EUOBSERVER / BRUSSELS - China has come out in support of Europe's recently agreed bail-out packages for Greece and other vulnerable eurozone countries, amid concerns the continent's weakened consumer demand and single currency could hit Chinese exports.

Chinese Premier Wen Jiabao offered his support in a telephone call on Monday (10 May) to Spanish Prime Minister Jose Luis Rodriguez Zapatero i, whose country currently holds the EU's rotating presidency.

"We have noted the rescue mechanism for Greece organised and launched by the eurozone and the International Monetary Fund," said Mr Wen according to reports in the Chinese state news agency Xinhua.

"China firmly supports the above actions and believes that each member of the eurozone can overcome the difficulties and realise stable economic growth," he added.

Euro area leaders signed off on a C110 billion bail-out for Greece over the weekend, and paved the way for EU finance ministers to agree a 750 billion support mechanism in the earlier hours of Monday morning, in case other states should also need to request aid.
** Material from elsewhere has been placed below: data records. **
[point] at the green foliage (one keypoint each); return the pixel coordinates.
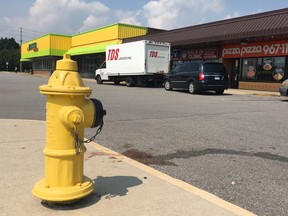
(9, 52)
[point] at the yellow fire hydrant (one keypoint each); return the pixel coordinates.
(68, 112)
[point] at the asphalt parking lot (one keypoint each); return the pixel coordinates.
(233, 145)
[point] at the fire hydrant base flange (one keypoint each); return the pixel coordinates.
(63, 194)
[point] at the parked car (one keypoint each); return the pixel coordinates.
(284, 88)
(198, 76)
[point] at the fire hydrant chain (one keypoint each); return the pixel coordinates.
(79, 143)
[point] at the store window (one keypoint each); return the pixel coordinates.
(266, 69)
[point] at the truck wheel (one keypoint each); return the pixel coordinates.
(167, 85)
(130, 82)
(192, 88)
(99, 80)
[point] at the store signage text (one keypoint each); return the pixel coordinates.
(32, 46)
(257, 49)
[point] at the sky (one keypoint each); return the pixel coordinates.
(69, 17)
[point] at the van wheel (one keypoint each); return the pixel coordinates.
(167, 85)
(99, 80)
(220, 92)
(192, 88)
(130, 82)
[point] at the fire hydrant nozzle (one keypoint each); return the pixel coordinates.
(68, 112)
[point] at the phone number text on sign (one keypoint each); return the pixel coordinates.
(272, 49)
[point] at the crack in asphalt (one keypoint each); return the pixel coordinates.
(163, 160)
(211, 151)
Both packages include money from the IMF.

With the knock-on effects of Greece's debt crisis spreading beyond Europe's borders, sending share prices into free-fall across the globe late last week, a number of analysts and politicians have criticised the speed of Europe's eventual reaction.

Europeans "waited too long" with the Greek bail-out and fueled speculation about the fragility of the entire eurozone, one US official told the New York Times on Monday. "Had they acted sooner ... they might have gotten away with less."

Chinese diplomats in Brussels were less confrontational, however. "We understand the necessary process of policy deliberation," Wang Xining, spokesman for the Chinese mission to the EU, told this website.

Beijing's support for the European package is likely to be a least partially motivated by concerns over falling exports, with the EU the number one destination for Chinese products.

Tuesday's edition of the state-run China Daily newspaper says the country's holdings of Greek government bonds are limited, meaning a Greek default would have a limited direct impact on government coffers.

But the spread of Greece's current woes to Spain and Portugal would leave China facing "bigger risks".

"Once the fragile EU economic recovery was again drawn into the plight of this debt crisis, China's export situation will become even more complicated," says the paper.

According to Chinese statistics, China's exports to Europe reached $236.28 billion in 2009, a drop on previous years due the global economic recession.

EU producers have long complained about China's artificially low currency, the yuan, and are currently enjoying the increased price competitiveness brought by the euro which has weakened considerably since the Greek crisis started.